See 3d Cir. L.A.R. 27.4 and 3d Cir. I.O.P. 10.6.
2
As the District Court properly noted there are several defects with Hednerson’s
choice of venue. Under 28 U.S.C. § 1391(a)1 , civil actions wherein jurisdiction is
founded solely on diversity of citizenship may:
be brought only in (1) a judicial district where any defendant resides, if all
defendants reside in the same State, (2) a judicial district in which a
substantial part of the events or omissions giving rise to the claims
occurred, or a substantial part of the property that is subject of the action is
situated, or (3) a judicial district in which any defendant is subject to
personal jurisdiction at the time the action is commenced, if there is no
district in which the action may otherwise be brought.
Applying this statute here, it is clear that the Eastern District of Pennsylvania is not a
proper venue for Henderson’s claim. One defendant resides in the Middle District of
Pennsylvania and the other lives in Portland, Oregon. Furthermore, the plaintiff provided
no information as to whether a substantial part of the events giving rise to the claim
occurred in the Eastern District, the claim is not in rem, and there are other districts in
which the action may be brought.
A district court’s authority to dismiss a claim for improper venue is provided by 28
U.S.C. § 1406(a), which states:
The district court of a district in which is filed a case laying venue in the
wrong division or district shall dismiss, or if it be in the interest of justice,
transfer such case to any district or division in which it could have been
brought.
1
The District Court dismissed the complaint pursuant to 28 U.S.C. § 1391(b),
which mirrors § 1391(a), but applies to cases where jurisdiction is not founded solely on
the diversity of the parties as is the case here. As the two sections are identical in
substance, our analysis is unaltered.
3
However, it may only do so if the defendant objects to venue. 28 U.S.C. § 1406(b)

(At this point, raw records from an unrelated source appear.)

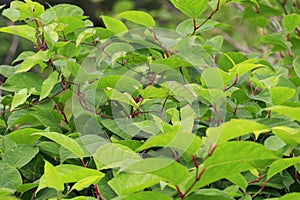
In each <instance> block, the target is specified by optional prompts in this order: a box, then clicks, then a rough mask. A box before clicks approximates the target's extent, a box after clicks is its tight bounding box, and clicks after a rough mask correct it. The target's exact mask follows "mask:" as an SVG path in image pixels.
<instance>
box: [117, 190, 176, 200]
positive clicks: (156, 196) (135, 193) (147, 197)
mask: <svg viewBox="0 0 300 200" xmlns="http://www.w3.org/2000/svg"><path fill="white" fill-rule="evenodd" d="M145 199H159V200H171V199H172V198H171V197H169V196H167V195H166V194H164V193H162V192H156V191H143V192H138V193H132V194H129V195H127V196H125V197H120V198H115V199H114V200H145Z"/></svg>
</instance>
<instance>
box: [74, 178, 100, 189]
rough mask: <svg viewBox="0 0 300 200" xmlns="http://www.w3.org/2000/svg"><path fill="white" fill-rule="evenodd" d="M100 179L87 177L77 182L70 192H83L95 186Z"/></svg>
mask: <svg viewBox="0 0 300 200" xmlns="http://www.w3.org/2000/svg"><path fill="white" fill-rule="evenodd" d="M101 178H102V177H101V176H89V177H86V178H84V179H82V180H80V181H78V182H77V183H75V184H74V185H73V186H72V188H71V191H72V190H77V191H80V190H83V189H84V188H87V187H89V186H90V185H95V184H97V183H98V182H99V181H100V179H101Z"/></svg>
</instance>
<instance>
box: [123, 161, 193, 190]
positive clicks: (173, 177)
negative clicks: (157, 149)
mask: <svg viewBox="0 0 300 200" xmlns="http://www.w3.org/2000/svg"><path fill="white" fill-rule="evenodd" d="M126 164H127V166H126V165H123V166H122V168H121V169H120V171H125V172H130V173H151V174H154V175H156V176H159V177H161V178H162V179H164V180H167V181H170V182H171V183H173V184H176V185H178V184H180V183H181V182H183V181H184V180H185V179H186V178H187V177H188V176H189V172H188V168H187V167H185V166H183V165H182V164H179V163H178V162H176V161H175V160H171V159H167V158H147V159H143V160H141V161H138V162H135V163H126Z"/></svg>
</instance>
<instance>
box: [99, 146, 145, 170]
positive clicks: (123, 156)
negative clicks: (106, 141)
mask: <svg viewBox="0 0 300 200" xmlns="http://www.w3.org/2000/svg"><path fill="white" fill-rule="evenodd" d="M107 155H109V156H107ZM93 157H94V159H95V160H96V164H97V169H106V168H117V167H121V166H122V165H123V163H124V162H126V161H138V160H141V159H142V158H141V157H140V156H139V155H138V154H137V153H135V152H134V151H132V150H131V149H130V148H128V147H125V146H123V145H120V144H113V143H109V144H105V145H103V146H100V147H99V148H98V149H97V151H96V153H95V154H94V155H93Z"/></svg>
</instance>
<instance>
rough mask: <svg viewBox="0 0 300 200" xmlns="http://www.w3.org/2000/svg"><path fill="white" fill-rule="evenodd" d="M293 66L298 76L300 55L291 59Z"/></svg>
mask: <svg viewBox="0 0 300 200" xmlns="http://www.w3.org/2000/svg"><path fill="white" fill-rule="evenodd" d="M293 67H294V70H295V72H296V74H297V76H298V77H299V78H300V55H299V56H297V57H296V58H295V59H294V60H293Z"/></svg>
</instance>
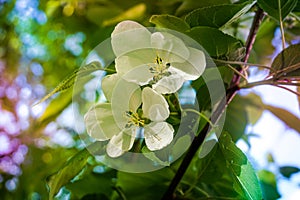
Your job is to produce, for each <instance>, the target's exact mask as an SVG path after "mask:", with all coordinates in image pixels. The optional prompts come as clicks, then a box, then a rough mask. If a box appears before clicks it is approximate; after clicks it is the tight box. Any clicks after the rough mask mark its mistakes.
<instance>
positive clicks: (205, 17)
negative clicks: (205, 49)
mask: <svg viewBox="0 0 300 200" xmlns="http://www.w3.org/2000/svg"><path fill="white" fill-rule="evenodd" d="M252 5H253V2H252V3H251V4H249V2H245V3H242V4H222V5H213V6H209V7H203V8H199V9H196V10H194V11H192V12H190V13H189V14H188V15H187V16H186V17H185V21H186V22H187V23H188V24H189V25H190V26H191V27H196V26H209V27H213V28H220V27H223V26H225V25H228V24H231V23H232V22H234V21H235V20H237V19H238V18H239V17H240V16H242V15H243V14H245V13H246V12H247V11H248V10H249V9H250V8H251V7H252Z"/></svg>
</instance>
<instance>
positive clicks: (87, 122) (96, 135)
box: [84, 103, 120, 141]
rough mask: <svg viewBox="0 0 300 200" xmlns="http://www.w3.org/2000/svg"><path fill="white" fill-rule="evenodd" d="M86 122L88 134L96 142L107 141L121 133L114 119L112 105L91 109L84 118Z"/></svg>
mask: <svg viewBox="0 0 300 200" xmlns="http://www.w3.org/2000/svg"><path fill="white" fill-rule="evenodd" d="M84 122H85V125H86V129H87V133H88V134H89V135H90V136H91V137H92V138H94V139H96V140H100V141H105V140H108V139H110V138H112V137H113V136H114V135H116V134H118V133H119V132H120V129H119V127H118V126H117V125H116V122H115V120H114V118H113V114H112V110H111V104H110V103H102V104H97V105H95V106H93V107H91V108H90V110H89V111H88V112H87V113H86V114H85V116H84Z"/></svg>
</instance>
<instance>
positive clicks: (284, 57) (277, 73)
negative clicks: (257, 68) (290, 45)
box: [271, 44, 300, 78]
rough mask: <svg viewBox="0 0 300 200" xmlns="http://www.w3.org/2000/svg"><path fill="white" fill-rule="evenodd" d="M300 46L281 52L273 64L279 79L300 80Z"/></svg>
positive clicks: (277, 75)
mask: <svg viewBox="0 0 300 200" xmlns="http://www.w3.org/2000/svg"><path fill="white" fill-rule="evenodd" d="M299 54H300V44H295V45H291V46H289V47H288V48H286V49H284V50H283V51H282V52H280V53H279V54H278V55H277V56H276V58H275V59H274V61H273V63H272V68H273V69H274V70H275V72H272V73H271V74H272V75H273V74H274V76H276V77H277V78H299V76H300V58H299Z"/></svg>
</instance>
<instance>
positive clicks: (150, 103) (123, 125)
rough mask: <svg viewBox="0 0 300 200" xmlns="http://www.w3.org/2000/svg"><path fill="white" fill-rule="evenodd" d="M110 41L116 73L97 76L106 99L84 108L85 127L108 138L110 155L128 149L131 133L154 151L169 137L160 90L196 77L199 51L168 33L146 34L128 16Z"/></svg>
mask: <svg viewBox="0 0 300 200" xmlns="http://www.w3.org/2000/svg"><path fill="white" fill-rule="evenodd" d="M111 44H112V49H113V51H114V54H115V56H116V59H115V68H116V73H115V74H112V75H107V76H105V77H104V78H103V80H102V90H103V93H104V95H105V97H106V99H107V103H99V104H96V105H94V106H93V107H92V108H90V109H89V111H88V112H87V113H86V115H85V124H86V128H87V132H88V134H89V135H90V136H91V137H92V138H94V139H96V140H99V141H106V140H109V142H108V144H107V147H106V152H107V154H108V155H109V156H110V157H119V156H121V155H122V154H124V153H125V152H127V151H129V150H130V149H131V148H132V147H133V144H134V141H135V139H136V138H144V141H145V144H146V146H147V148H148V149H149V150H151V151H155V150H160V149H162V148H164V147H166V146H167V145H168V144H170V143H171V142H172V140H173V136H174V128H173V126H172V124H169V123H168V122H167V121H166V120H167V119H168V118H169V115H170V110H169V105H168V102H167V100H166V99H165V96H164V95H166V94H173V93H176V92H177V91H178V90H179V89H180V88H181V87H182V85H183V83H184V82H185V81H187V80H195V79H197V78H199V77H200V75H201V74H202V73H203V71H204V69H205V65H206V63H205V56H204V53H203V52H202V51H201V50H198V49H195V48H192V47H188V46H186V45H185V43H184V42H183V41H182V40H181V39H180V38H178V37H176V36H174V35H172V34H170V33H167V32H154V33H151V32H150V31H149V30H148V29H147V28H145V27H143V26H142V25H140V24H138V23H136V22H133V21H123V22H121V23H119V24H118V25H117V26H116V27H115V29H114V31H113V32H112V35H111Z"/></svg>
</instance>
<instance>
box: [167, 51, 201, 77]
mask: <svg viewBox="0 0 300 200" xmlns="http://www.w3.org/2000/svg"><path fill="white" fill-rule="evenodd" d="M188 49H189V51H190V57H189V58H188V59H187V61H186V62H184V63H172V67H174V68H176V69H178V70H180V71H181V75H182V76H183V77H184V79H185V80H196V79H197V78H199V77H200V76H201V75H202V74H203V72H204V70H205V67H206V60H205V55H204V53H203V51H201V50H198V49H195V48H191V47H189V48H188Z"/></svg>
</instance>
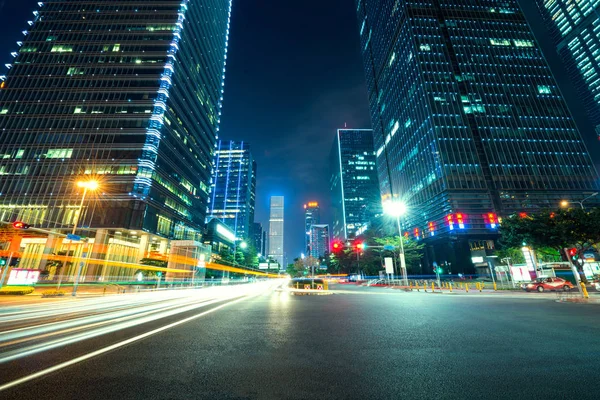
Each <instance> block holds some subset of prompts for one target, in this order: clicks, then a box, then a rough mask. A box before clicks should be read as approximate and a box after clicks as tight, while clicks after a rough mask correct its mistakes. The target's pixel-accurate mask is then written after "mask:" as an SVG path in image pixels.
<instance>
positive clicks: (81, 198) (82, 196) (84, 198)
mask: <svg viewBox="0 0 600 400" xmlns="http://www.w3.org/2000/svg"><path fill="white" fill-rule="evenodd" d="M77 186H78V187H80V188H83V194H82V195H81V203H79V209H78V210H77V213H76V214H75V221H74V222H73V230H72V231H71V235H72V236H71V238H70V239H71V240H70V242H69V247H68V248H67V255H69V254H70V253H71V245H72V244H73V240H74V239H75V238H74V236H75V232H76V231H77V224H78V223H79V217H80V216H81V214H82V213H83V204H84V202H85V196H86V195H87V192H88V191H90V192H93V191H95V190H98V188H99V187H100V184H99V183H98V181H95V180H89V181H78V182H77ZM74 256H75V254H73V257H72V258H71V260H73V258H74ZM82 268H83V264H81V263H80V265H79V268H78V269H77V275H76V276H75V281H74V282H73V292H72V293H71V295H72V296H76V295H77V284H78V283H79V276H80V275H81V269H82ZM58 284H59V287H60V282H59V283H58Z"/></svg>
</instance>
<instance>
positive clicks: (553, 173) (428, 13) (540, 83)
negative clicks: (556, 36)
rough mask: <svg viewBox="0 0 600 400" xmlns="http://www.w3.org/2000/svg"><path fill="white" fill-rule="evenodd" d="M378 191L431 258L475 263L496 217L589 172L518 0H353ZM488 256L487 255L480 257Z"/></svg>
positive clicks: (490, 249)
mask: <svg viewBox="0 0 600 400" xmlns="http://www.w3.org/2000/svg"><path fill="white" fill-rule="evenodd" d="M356 6H357V11H358V21H359V24H358V29H359V32H360V38H361V46H362V49H361V50H362V52H363V59H364V63H365V71H366V77H367V86H368V93H369V102H370V107H371V117H372V121H373V128H374V140H375V149H376V156H377V169H378V176H379V182H380V187H381V192H382V200H383V201H388V200H394V201H403V202H405V203H406V204H407V205H408V208H409V212H408V213H407V214H406V215H405V217H404V218H403V220H402V223H403V227H404V234H408V235H410V236H411V237H413V238H415V239H417V240H426V242H427V243H428V244H430V246H428V253H427V254H428V256H427V257H428V259H427V260H426V263H427V264H428V266H427V268H428V269H429V267H430V266H431V265H432V264H433V262H434V261H435V262H437V263H438V264H440V263H443V262H450V263H452V265H455V266H456V268H457V269H455V268H454V267H453V268H452V271H453V272H461V270H464V271H469V270H471V271H473V270H474V268H473V267H474V266H475V267H478V266H479V265H474V264H476V263H478V262H479V261H474V260H475V259H477V260H481V259H482V258H483V260H484V261H485V257H484V256H486V255H489V254H491V252H492V251H493V249H494V239H495V238H497V228H498V218H499V217H501V216H505V215H510V214H513V213H517V212H536V211H537V210H540V209H547V208H557V207H558V206H559V203H560V201H561V200H562V199H566V200H580V199H581V198H582V197H584V196H585V194H584V193H586V192H593V191H596V189H597V173H596V171H595V168H594V167H593V165H592V162H591V159H590V156H589V154H588V151H587V149H586V147H585V145H584V143H583V141H582V138H581V135H580V133H579V131H578V130H577V127H576V126H575V123H574V122H573V119H572V116H571V115H570V113H569V111H568V109H567V106H566V104H565V101H564V99H563V96H562V95H561V93H560V92H559V89H558V86H557V84H556V81H555V79H554V78H553V76H552V73H551V71H550V69H549V67H548V64H547V62H546V60H545V59H544V57H543V55H542V52H541V50H540V48H539V46H538V44H537V42H536V40H535V38H534V36H533V33H532V31H531V29H530V27H529V25H528V24H527V22H526V20H525V18H524V15H523V13H522V11H521V9H520V7H519V5H518V4H517V1H516V0H498V1H494V0H474V1H469V2H465V1H462V0H438V1H421V2H415V1H404V2H397V1H395V0H357V1H356ZM482 264H483V265H485V262H483V263H482Z"/></svg>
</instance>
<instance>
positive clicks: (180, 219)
mask: <svg viewBox="0 0 600 400" xmlns="http://www.w3.org/2000/svg"><path fill="white" fill-rule="evenodd" d="M38 4H39V5H40V8H39V10H38V11H36V12H35V13H34V14H35V20H34V21H33V23H32V26H31V28H30V30H29V31H28V32H25V37H24V38H23V41H22V42H19V43H18V45H19V49H18V51H17V52H16V53H15V58H14V61H13V63H12V65H11V66H10V69H9V71H8V73H7V74H6V76H5V77H2V82H1V84H0V128H1V130H0V154H1V156H0V171H1V172H0V174H1V175H2V179H1V180H0V219H2V220H4V221H7V220H8V221H10V220H23V221H26V222H27V223H29V224H31V225H34V226H36V227H43V228H55V229H60V230H63V231H68V230H70V229H71V228H72V227H73V224H74V221H75V219H76V217H75V216H76V214H78V210H79V201H80V199H81V190H80V189H79V188H77V187H76V185H75V182H76V181H77V180H80V179H91V178H94V179H96V180H98V181H100V190H99V191H98V192H97V194H96V195H95V196H94V197H92V196H89V197H88V201H86V202H85V203H84V205H83V215H82V217H81V218H80V220H79V223H80V226H83V227H88V226H89V227H93V228H106V229H111V230H123V229H127V230H129V229H131V230H143V231H145V232H147V233H150V234H155V235H159V236H162V237H165V238H176V239H199V237H200V233H201V231H202V228H203V226H204V223H205V214H206V210H207V203H208V194H209V184H210V177H211V166H212V156H213V151H214V147H215V143H216V137H217V131H218V126H219V122H220V120H219V119H220V114H221V111H220V110H221V103H222V100H223V97H222V96H223V85H224V78H225V60H226V53H227V40H228V35H229V18H230V10H231V1H230V0H207V1H188V0H159V1H152V2H143V1H141V2H140V1H138V2H134V1H125V0H123V1H120V0H112V1H86V2H77V1H44V2H40V3H38ZM123 233H127V232H123Z"/></svg>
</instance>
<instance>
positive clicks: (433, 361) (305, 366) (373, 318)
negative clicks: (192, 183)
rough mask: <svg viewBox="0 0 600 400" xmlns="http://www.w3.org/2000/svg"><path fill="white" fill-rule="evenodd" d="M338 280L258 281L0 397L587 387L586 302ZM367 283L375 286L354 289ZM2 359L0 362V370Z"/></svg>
mask: <svg viewBox="0 0 600 400" xmlns="http://www.w3.org/2000/svg"><path fill="white" fill-rule="evenodd" d="M343 289H346V293H337V294H335V295H332V296H290V295H289V294H288V293H285V292H276V291H275V292H274V291H268V292H264V293H262V294H260V295H258V296H254V297H249V298H245V299H243V300H242V301H239V302H237V303H235V304H231V305H227V306H226V307H223V308H221V309H219V310H217V311H215V312H213V313H210V314H206V315H203V316H201V317H198V318H197V319H194V320H191V321H189V322H187V323H184V324H180V325H177V326H175V327H173V328H170V329H166V330H164V331H161V332H159V333H156V334H154V335H152V336H148V337H146V338H144V339H143V340H140V341H136V342H134V343H131V344H129V345H126V346H123V347H119V348H118V349H115V350H113V351H108V352H105V353H103V354H101V355H99V356H98V357H93V358H90V359H88V360H85V361H82V362H80V363H77V364H74V365H72V366H69V367H67V368H65V369H62V370H60V371H58V372H55V373H52V374H48V375H45V376H43V377H41V378H40V379H37V380H34V381H32V382H27V383H25V384H23V385H20V386H17V387H15V388H14V389H10V390H7V391H5V392H0V397H1V398H3V399H13V398H14V399H20V400H22V399H27V398H54V399H76V398H86V399H125V398H126V399H136V398H139V399H310V398H320V399H329V398H331V399H400V398H406V399H432V398H436V399H439V398H441V399H480V398H482V399H483V398H485V399H515V398H519V399H520V398H533V399H538V398H560V399H569V398H576V399H596V398H597V397H598V396H597V390H596V379H595V371H597V370H598V368H599V367H600V355H599V353H598V349H600V335H599V333H600V319H599V318H598V311H599V310H598V308H597V306H594V305H580V304H564V303H556V302H554V301H534V302H532V301H530V300H529V299H527V298H509V297H495V296H494V297H492V296H480V297H474V296H447V295H432V294H418V293H404V292H401V291H391V290H390V289H385V288H372V289H371V288H356V287H354V288H349V287H347V286H346V285H344V287H343ZM353 291H354V292H353ZM365 291H369V293H370V294H372V295H362V294H364V293H365ZM214 306H215V305H212V306H211V307H214ZM159 325H161V324H160V323H154V324H153V325H152V326H149V327H138V328H137V330H136V332H122V333H112V334H110V335H106V337H102V338H96V339H94V340H92V341H89V342H87V343H86V342H83V343H78V344H76V345H73V346H71V347H67V348H64V349H62V350H61V351H56V352H54V353H53V354H51V355H48V357H50V356H51V357H50V358H52V362H53V363H55V364H57V363H59V362H65V361H68V360H71V359H72V358H73V357H74V356H77V355H81V354H88V353H89V352H91V351H93V350H97V349H98V348H101V347H102V346H105V345H107V344H111V343H115V342H118V341H121V340H124V339H127V338H128V337H130V335H133V334H139V333H140V332H142V331H147V330H148V329H150V328H156V327H157V326H159ZM46 361H47V360H46V356H44V355H43V354H41V355H37V356H32V357H31V358H29V359H26V360H25V361H24V362H23V361H22V362H21V363H22V364H21V366H20V370H22V371H25V370H26V369H31V372H33V371H35V370H36V368H39V366H40V365H41V364H44V366H47V365H48V364H47V363H46ZM12 367H14V366H12ZM10 369H11V365H10V364H0V376H7V375H6V374H5V372H6V371H8V370H10ZM3 382H4V381H3Z"/></svg>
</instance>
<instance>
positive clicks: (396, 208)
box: [383, 200, 408, 286]
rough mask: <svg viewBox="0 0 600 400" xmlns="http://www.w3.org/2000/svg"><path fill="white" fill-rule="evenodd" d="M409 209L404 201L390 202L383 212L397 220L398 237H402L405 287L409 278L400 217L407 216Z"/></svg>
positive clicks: (400, 247) (396, 223)
mask: <svg viewBox="0 0 600 400" xmlns="http://www.w3.org/2000/svg"><path fill="white" fill-rule="evenodd" d="M407 211H408V207H407V206H406V203H404V202H403V201H392V200H388V201H386V202H384V203H383V212H384V213H385V214H387V215H389V216H391V217H394V218H396V224H397V225H398V235H400V268H401V269H402V278H403V280H404V285H405V286H406V285H408V278H407V276H406V261H405V259H404V238H403V237H402V225H401V223H400V217H401V216H403V215H404V214H406V212H407Z"/></svg>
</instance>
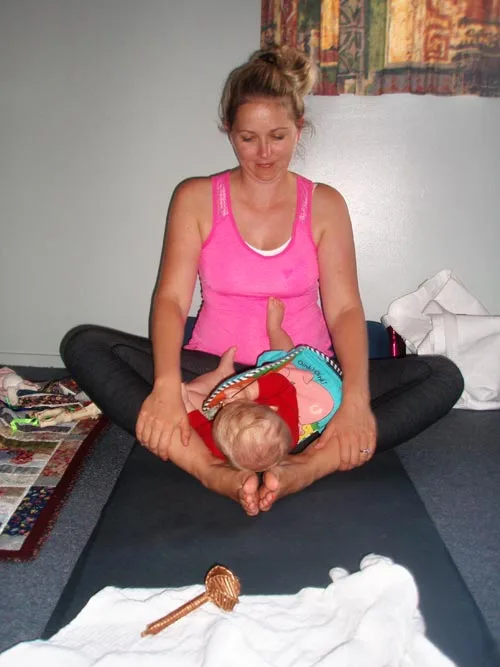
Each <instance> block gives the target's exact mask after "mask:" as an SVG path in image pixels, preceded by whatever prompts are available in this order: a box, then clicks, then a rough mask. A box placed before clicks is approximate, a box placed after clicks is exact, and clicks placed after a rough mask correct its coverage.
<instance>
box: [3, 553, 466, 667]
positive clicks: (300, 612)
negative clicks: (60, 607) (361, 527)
mask: <svg viewBox="0 0 500 667" xmlns="http://www.w3.org/2000/svg"><path fill="white" fill-rule="evenodd" d="M330 577H331V580H332V583H331V584H330V585H329V586H327V588H325V589H320V588H305V589H302V590H301V591H299V593H297V594H296V595H269V596H242V597H241V598H240V602H239V603H238V604H237V605H236V607H235V608H234V611H232V612H223V611H221V610H220V609H218V608H217V607H216V606H214V605H213V604H212V603H210V602H209V603H207V604H205V605H204V606H203V607H201V608H199V609H197V610H196V611H194V612H192V613H191V614H189V615H188V616H186V617H184V618H182V619H180V620H179V621H177V622H176V623H174V624H173V625H171V626H170V627H168V628H167V629H165V630H164V631H163V632H161V633H160V634H158V635H156V636H149V637H144V638H142V637H141V632H142V630H143V629H144V628H145V626H146V625H147V624H148V623H149V622H151V621H154V620H156V619H157V618H159V617H161V616H163V615H165V614H166V613H168V612H169V611H172V610H173V609H175V608H176V607H178V606H180V605H181V604H183V603H184V602H186V601H188V600H190V599H191V598H193V597H195V596H196V595H199V594H200V593H201V592H202V591H203V590H204V589H203V587H202V586H199V585H195V586H188V587H185V588H175V589H166V590H155V589H118V588H111V587H109V588H105V589H103V590H102V591H101V592H100V593H98V594H97V595H95V596H94V597H93V598H92V599H91V600H90V601H89V603H88V604H87V606H86V607H85V608H84V609H83V610H82V612H81V613H80V614H79V615H78V616H77V617H76V619H75V620H74V621H73V622H71V623H70V624H69V625H67V626H66V627H65V628H63V629H62V630H61V631H60V632H58V633H57V634H56V635H55V636H54V637H52V638H51V639H50V640H48V641H42V640H36V641H33V642H25V643H22V644H18V645H17V646H15V647H13V648H11V649H9V650H8V651H6V652H4V653H3V654H2V655H0V667H14V666H16V667H19V665H30V664H33V665H35V664H36V665H37V667H44V666H47V667H59V666H60V667H90V665H93V666H97V665H98V666H99V667H127V666H130V667H137V665H140V666H141V667H157V666H158V667H160V666H161V667H164V666H165V665H174V666H175V667H202V666H203V667H235V665H238V667H270V666H275V667H313V666H314V667H320V666H321V667H452V666H453V663H452V662H451V661H450V660H449V659H448V658H446V657H445V656H444V655H443V654H442V653H441V652H440V651H439V650H438V649H437V648H436V647H435V646H434V645H433V644H431V642H430V641H429V640H428V639H427V638H426V637H425V634H424V626H423V621H422V618H421V615H420V613H419V611H418V592H417V587H416V584H415V581H414V579H413V577H412V576H411V574H410V573H409V572H408V570H406V569H405V568H404V567H401V566H399V565H395V564H394V563H393V562H392V561H391V560H389V559H388V558H384V557H381V556H376V555H370V556H366V557H365V558H364V559H363V560H362V562H361V570H360V571H359V572H356V573H354V574H351V575H349V574H348V573H347V572H346V571H345V570H343V569H341V568H334V569H332V570H331V571H330ZM242 583H243V585H244V582H242Z"/></svg>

(“Nothing in this chapter shall impair the jurisdiction of a district court of any matter
involving a party who does not interpose timely and sufficient objection to the venue.”).
In Sinwell v. Shapp,
536 F.2d 15, 19 (3d Cir. 1976), we held “it is inappropriate for the
trial court to dispose of the case sua sponte on an objection to the complaint which would
be waived if not raised by the defendant(s) in a timely manner.” Furthermore, we
explained, “even where a defect in venue has been properly raised, a question remains
whether the case should be dismissed or transferred to a district in which venue would be
proper.”
Id. See also Anger v. Revco Drug Co.,
791 F.2d 956, 958 (D.C. Cir. 1986)
(“Improper venue, like lack of personal jurisdiction, is a threshold defense open to a
party, but subject to foreclosure absent timely objection.”).
Accordingly, we vacate the District Court’s order and remand the matter to the
District Court for further proceedings consistent with this opinion.